EGEE 439
Alternative Fuels from Biomass Sources

5.3 Enzymatic Biochemistry and Processing

5.3 Enzymatic Biochemistry and Processing

Starches are broken down by enzymes known as amylases; our saliva contains amylase, so this is how starches begin to be broken down in our body. Amylases have also been isolated and used to depolymerize starch for making alcohol, i.e., yeast for bread making and for alcohol manufacturing. Chemically, the amylase breaks the carbon-oxygen linkage on the chains (α-1,4-glucosidic bond and the α-1,6-glucosidic bond), which is known as hydrolysis. Once the glucose is formed, then fermentation can take place to break the glucose down into alcohols and CO2. The amylases were isolated and the hydrolysis of glucose began to be understood in the 1800s.

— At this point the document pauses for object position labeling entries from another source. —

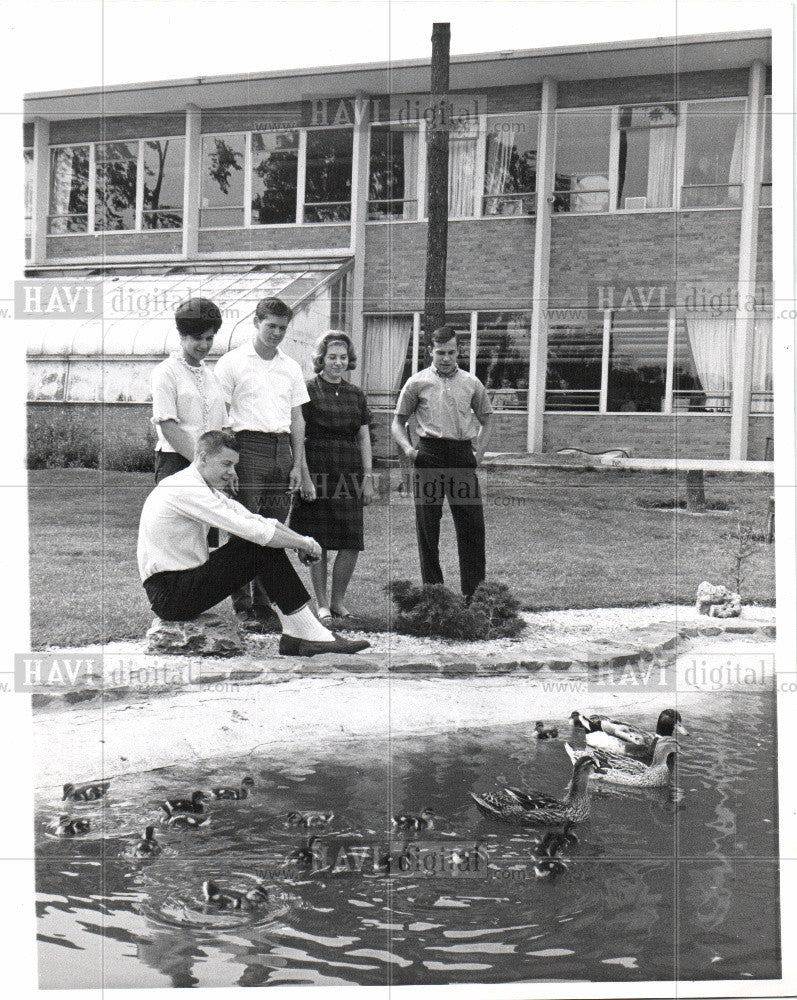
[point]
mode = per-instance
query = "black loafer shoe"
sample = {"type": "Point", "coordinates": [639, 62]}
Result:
{"type": "Point", "coordinates": [291, 646]}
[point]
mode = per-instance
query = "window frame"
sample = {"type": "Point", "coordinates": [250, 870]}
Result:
{"type": "Point", "coordinates": [680, 157]}
{"type": "Point", "coordinates": [91, 194]}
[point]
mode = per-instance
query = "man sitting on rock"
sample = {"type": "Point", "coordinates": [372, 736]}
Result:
{"type": "Point", "coordinates": [182, 578]}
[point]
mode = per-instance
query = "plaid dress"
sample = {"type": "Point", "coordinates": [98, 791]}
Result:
{"type": "Point", "coordinates": [333, 417]}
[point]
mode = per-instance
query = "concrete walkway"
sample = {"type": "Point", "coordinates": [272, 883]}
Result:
{"type": "Point", "coordinates": [144, 712]}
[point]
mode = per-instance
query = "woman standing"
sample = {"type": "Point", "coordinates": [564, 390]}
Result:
{"type": "Point", "coordinates": [187, 399]}
{"type": "Point", "coordinates": [338, 454]}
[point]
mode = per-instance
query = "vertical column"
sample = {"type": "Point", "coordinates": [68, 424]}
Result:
{"type": "Point", "coordinates": [359, 213]}
{"type": "Point", "coordinates": [191, 184]}
{"type": "Point", "coordinates": [538, 348]}
{"type": "Point", "coordinates": [41, 190]}
{"type": "Point", "coordinates": [748, 246]}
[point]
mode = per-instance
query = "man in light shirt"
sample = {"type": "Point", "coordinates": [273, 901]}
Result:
{"type": "Point", "coordinates": [454, 418]}
{"type": "Point", "coordinates": [182, 578]}
{"type": "Point", "coordinates": [265, 391]}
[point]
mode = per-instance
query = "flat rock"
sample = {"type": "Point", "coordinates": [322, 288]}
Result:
{"type": "Point", "coordinates": [207, 635]}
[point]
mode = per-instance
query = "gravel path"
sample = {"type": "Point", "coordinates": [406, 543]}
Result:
{"type": "Point", "coordinates": [545, 629]}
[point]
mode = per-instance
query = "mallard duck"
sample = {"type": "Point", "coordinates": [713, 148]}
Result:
{"type": "Point", "coordinates": [194, 804]}
{"type": "Point", "coordinates": [66, 827]}
{"type": "Point", "coordinates": [309, 820]}
{"type": "Point", "coordinates": [230, 899]}
{"type": "Point", "coordinates": [186, 821]}
{"type": "Point", "coordinates": [511, 805]}
{"type": "Point", "coordinates": [89, 791]}
{"type": "Point", "coordinates": [622, 769]}
{"type": "Point", "coordinates": [147, 847]}
{"type": "Point", "coordinates": [404, 821]}
{"type": "Point", "coordinates": [303, 857]}
{"type": "Point", "coordinates": [234, 793]}
{"type": "Point", "coordinates": [622, 737]}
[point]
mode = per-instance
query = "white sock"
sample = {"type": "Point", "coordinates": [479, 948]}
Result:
{"type": "Point", "coordinates": [303, 624]}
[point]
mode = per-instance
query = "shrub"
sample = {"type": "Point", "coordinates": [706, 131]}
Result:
{"type": "Point", "coordinates": [434, 610]}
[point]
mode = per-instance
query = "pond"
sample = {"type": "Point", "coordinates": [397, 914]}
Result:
{"type": "Point", "coordinates": [663, 884]}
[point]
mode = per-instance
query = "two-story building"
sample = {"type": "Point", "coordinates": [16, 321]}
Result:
{"type": "Point", "coordinates": [609, 246]}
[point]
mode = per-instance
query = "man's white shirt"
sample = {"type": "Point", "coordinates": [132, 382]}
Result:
{"type": "Point", "coordinates": [260, 394]}
{"type": "Point", "coordinates": [173, 532]}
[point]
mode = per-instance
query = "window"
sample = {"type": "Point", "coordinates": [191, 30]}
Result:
{"type": "Point", "coordinates": [583, 140]}
{"type": "Point", "coordinates": [502, 357]}
{"type": "Point", "coordinates": [164, 165]}
{"type": "Point", "coordinates": [575, 351]}
{"type": "Point", "coordinates": [510, 174]}
{"type": "Point", "coordinates": [713, 157]}
{"type": "Point", "coordinates": [116, 167]}
{"type": "Point", "coordinates": [646, 158]}
{"type": "Point", "coordinates": [275, 169]}
{"type": "Point", "coordinates": [766, 176]}
{"type": "Point", "coordinates": [69, 189]}
{"type": "Point", "coordinates": [28, 155]}
{"type": "Point", "coordinates": [393, 172]}
{"type": "Point", "coordinates": [328, 175]}
{"type": "Point", "coordinates": [637, 362]}
{"type": "Point", "coordinates": [222, 197]}
{"type": "Point", "coordinates": [462, 145]}
{"type": "Point", "coordinates": [120, 198]}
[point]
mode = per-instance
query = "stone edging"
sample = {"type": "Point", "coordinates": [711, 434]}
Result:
{"type": "Point", "coordinates": [170, 675]}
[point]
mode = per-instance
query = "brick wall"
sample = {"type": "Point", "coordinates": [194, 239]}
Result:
{"type": "Point", "coordinates": [268, 239]}
{"type": "Point", "coordinates": [695, 248]}
{"type": "Point", "coordinates": [115, 244]}
{"type": "Point", "coordinates": [102, 129]}
{"type": "Point", "coordinates": [652, 435]}
{"type": "Point", "coordinates": [490, 264]}
{"type": "Point", "coordinates": [662, 87]}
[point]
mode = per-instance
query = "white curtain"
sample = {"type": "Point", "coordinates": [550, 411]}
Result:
{"type": "Point", "coordinates": [386, 341]}
{"type": "Point", "coordinates": [762, 365]}
{"type": "Point", "coordinates": [411, 207]}
{"type": "Point", "coordinates": [61, 184]}
{"type": "Point", "coordinates": [735, 169]}
{"type": "Point", "coordinates": [712, 343]}
{"type": "Point", "coordinates": [661, 167]}
{"type": "Point", "coordinates": [461, 173]}
{"type": "Point", "coordinates": [496, 173]}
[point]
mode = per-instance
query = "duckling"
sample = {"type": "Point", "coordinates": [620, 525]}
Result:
{"type": "Point", "coordinates": [303, 857]}
{"type": "Point", "coordinates": [66, 827]}
{"type": "Point", "coordinates": [186, 821]}
{"type": "Point", "coordinates": [621, 769]}
{"type": "Point", "coordinates": [404, 821]}
{"type": "Point", "coordinates": [194, 804]}
{"type": "Point", "coordinates": [229, 899]}
{"type": "Point", "coordinates": [148, 847]}
{"type": "Point", "coordinates": [309, 820]}
{"type": "Point", "coordinates": [234, 793]}
{"type": "Point", "coordinates": [89, 791]}
{"type": "Point", "coordinates": [511, 805]}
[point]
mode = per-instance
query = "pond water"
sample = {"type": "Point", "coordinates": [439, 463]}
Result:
{"type": "Point", "coordinates": [662, 885]}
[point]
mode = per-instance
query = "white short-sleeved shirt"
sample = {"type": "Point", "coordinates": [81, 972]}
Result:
{"type": "Point", "coordinates": [261, 394]}
{"type": "Point", "coordinates": [173, 532]}
{"type": "Point", "coordinates": [193, 398]}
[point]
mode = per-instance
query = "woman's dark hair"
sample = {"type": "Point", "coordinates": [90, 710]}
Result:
{"type": "Point", "coordinates": [196, 316]}
{"type": "Point", "coordinates": [322, 346]}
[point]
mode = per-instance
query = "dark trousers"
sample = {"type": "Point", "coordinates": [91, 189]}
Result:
{"type": "Point", "coordinates": [264, 468]}
{"type": "Point", "coordinates": [179, 595]}
{"type": "Point", "coordinates": [446, 469]}
{"type": "Point", "coordinates": [167, 463]}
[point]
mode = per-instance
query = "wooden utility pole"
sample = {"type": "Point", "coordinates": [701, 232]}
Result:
{"type": "Point", "coordinates": [437, 181]}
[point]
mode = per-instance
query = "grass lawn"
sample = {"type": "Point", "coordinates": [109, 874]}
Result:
{"type": "Point", "coordinates": [558, 538]}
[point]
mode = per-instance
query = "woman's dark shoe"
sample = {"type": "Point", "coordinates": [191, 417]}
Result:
{"type": "Point", "coordinates": [291, 646]}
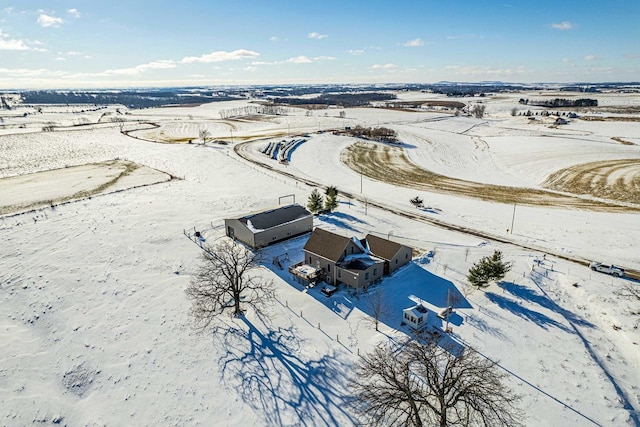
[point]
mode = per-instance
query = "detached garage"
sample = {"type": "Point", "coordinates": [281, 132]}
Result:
{"type": "Point", "coordinates": [260, 229]}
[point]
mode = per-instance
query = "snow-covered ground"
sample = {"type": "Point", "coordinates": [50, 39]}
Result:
{"type": "Point", "coordinates": [94, 324]}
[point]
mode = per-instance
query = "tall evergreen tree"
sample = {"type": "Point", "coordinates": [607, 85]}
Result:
{"type": "Point", "coordinates": [315, 201]}
{"type": "Point", "coordinates": [331, 199]}
{"type": "Point", "coordinates": [488, 269]}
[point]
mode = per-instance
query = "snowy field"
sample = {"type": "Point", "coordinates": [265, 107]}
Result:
{"type": "Point", "coordinates": [94, 324]}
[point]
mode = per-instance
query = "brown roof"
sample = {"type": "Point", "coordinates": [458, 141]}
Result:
{"type": "Point", "coordinates": [382, 248]}
{"type": "Point", "coordinates": [326, 244]}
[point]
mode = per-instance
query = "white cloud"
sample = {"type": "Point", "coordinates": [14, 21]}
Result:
{"type": "Point", "coordinates": [49, 21]}
{"type": "Point", "coordinates": [306, 60]}
{"type": "Point", "coordinates": [387, 66]}
{"type": "Point", "coordinates": [220, 56]}
{"type": "Point", "coordinates": [414, 43]}
{"type": "Point", "coordinates": [300, 60]}
{"type": "Point", "coordinates": [317, 36]}
{"type": "Point", "coordinates": [133, 71]}
{"type": "Point", "coordinates": [564, 25]}
{"type": "Point", "coordinates": [11, 44]}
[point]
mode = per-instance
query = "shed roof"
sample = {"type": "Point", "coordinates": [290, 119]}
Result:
{"type": "Point", "coordinates": [270, 218]}
{"type": "Point", "coordinates": [383, 248]}
{"type": "Point", "coordinates": [326, 244]}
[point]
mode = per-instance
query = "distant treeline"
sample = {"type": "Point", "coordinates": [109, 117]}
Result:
{"type": "Point", "coordinates": [131, 99]}
{"type": "Point", "coordinates": [561, 102]}
{"type": "Point", "coordinates": [273, 110]}
{"type": "Point", "coordinates": [354, 99]}
{"type": "Point", "coordinates": [377, 134]}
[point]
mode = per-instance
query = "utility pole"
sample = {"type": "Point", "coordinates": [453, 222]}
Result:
{"type": "Point", "coordinates": [513, 218]}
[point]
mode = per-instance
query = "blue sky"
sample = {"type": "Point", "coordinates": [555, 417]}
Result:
{"type": "Point", "coordinates": [135, 43]}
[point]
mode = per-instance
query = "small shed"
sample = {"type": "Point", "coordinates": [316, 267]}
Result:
{"type": "Point", "coordinates": [416, 316]}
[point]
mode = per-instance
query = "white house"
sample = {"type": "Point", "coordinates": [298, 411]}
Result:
{"type": "Point", "coordinates": [415, 316]}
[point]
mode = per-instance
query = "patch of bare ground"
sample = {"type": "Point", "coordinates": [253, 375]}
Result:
{"type": "Point", "coordinates": [609, 179]}
{"type": "Point", "coordinates": [54, 187]}
{"type": "Point", "coordinates": [390, 164]}
{"type": "Point", "coordinates": [622, 141]}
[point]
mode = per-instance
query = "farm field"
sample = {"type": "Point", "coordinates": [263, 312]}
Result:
{"type": "Point", "coordinates": [94, 322]}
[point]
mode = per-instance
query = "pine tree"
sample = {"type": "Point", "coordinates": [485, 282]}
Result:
{"type": "Point", "coordinates": [331, 200]}
{"type": "Point", "coordinates": [315, 201]}
{"type": "Point", "coordinates": [488, 269]}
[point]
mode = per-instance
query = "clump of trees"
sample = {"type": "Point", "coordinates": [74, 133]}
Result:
{"type": "Point", "coordinates": [224, 282]}
{"type": "Point", "coordinates": [314, 204]}
{"type": "Point", "coordinates": [478, 110]}
{"type": "Point", "coordinates": [417, 202]}
{"type": "Point", "coordinates": [251, 110]}
{"type": "Point", "coordinates": [419, 383]}
{"type": "Point", "coordinates": [204, 134]}
{"type": "Point", "coordinates": [487, 269]}
{"type": "Point", "coordinates": [377, 134]}
{"type": "Point", "coordinates": [352, 99]}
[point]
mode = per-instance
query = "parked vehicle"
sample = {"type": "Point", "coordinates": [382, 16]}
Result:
{"type": "Point", "coordinates": [604, 268]}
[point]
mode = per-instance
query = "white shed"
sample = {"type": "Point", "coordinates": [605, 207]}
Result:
{"type": "Point", "coordinates": [415, 316]}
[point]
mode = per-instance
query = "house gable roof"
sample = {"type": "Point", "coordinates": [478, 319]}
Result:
{"type": "Point", "coordinates": [326, 244]}
{"type": "Point", "coordinates": [383, 248]}
{"type": "Point", "coordinates": [274, 217]}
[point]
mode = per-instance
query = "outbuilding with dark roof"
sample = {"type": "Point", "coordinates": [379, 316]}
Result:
{"type": "Point", "coordinates": [263, 228]}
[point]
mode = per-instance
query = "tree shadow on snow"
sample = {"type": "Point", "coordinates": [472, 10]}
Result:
{"type": "Point", "coordinates": [338, 222]}
{"type": "Point", "coordinates": [272, 377]}
{"type": "Point", "coordinates": [530, 295]}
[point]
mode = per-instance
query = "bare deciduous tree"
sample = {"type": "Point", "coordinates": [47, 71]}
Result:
{"type": "Point", "coordinates": [378, 306]}
{"type": "Point", "coordinates": [420, 384]}
{"type": "Point", "coordinates": [224, 282]}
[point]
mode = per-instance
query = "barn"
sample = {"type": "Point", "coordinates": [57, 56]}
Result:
{"type": "Point", "coordinates": [264, 228]}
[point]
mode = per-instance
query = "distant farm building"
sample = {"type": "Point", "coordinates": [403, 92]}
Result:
{"type": "Point", "coordinates": [260, 229]}
{"type": "Point", "coordinates": [356, 263]}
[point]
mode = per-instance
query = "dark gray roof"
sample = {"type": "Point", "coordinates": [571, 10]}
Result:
{"type": "Point", "coordinates": [274, 217]}
{"type": "Point", "coordinates": [326, 244]}
{"type": "Point", "coordinates": [383, 248]}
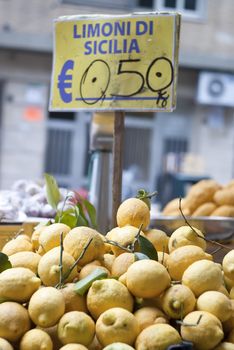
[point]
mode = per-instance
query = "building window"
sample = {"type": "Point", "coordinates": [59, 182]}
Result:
{"type": "Point", "coordinates": [146, 3]}
{"type": "Point", "coordinates": [190, 9]}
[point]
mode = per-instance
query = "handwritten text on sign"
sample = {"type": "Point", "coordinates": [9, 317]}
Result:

However, recall that cellulose linkages are β-1.4-glucosidic bonds. These bonds are much more difficult to break, and due to cellulose crystallinity, breaking cellulose down into glucose is even more difficult. It was only during WWII that enzymatic hydrolysis of cellulose was discovered. Instead of enzymes called amylases, the enzymes that degrade cellulose are called cellulases.

Cellulases are not a single enzyme. There are two main approaches to biological cellulose depolymerization: complexed and non-complexed systems. Each cellulase enzyme is composed of three main parts, and there are multiple synergies between enzymes.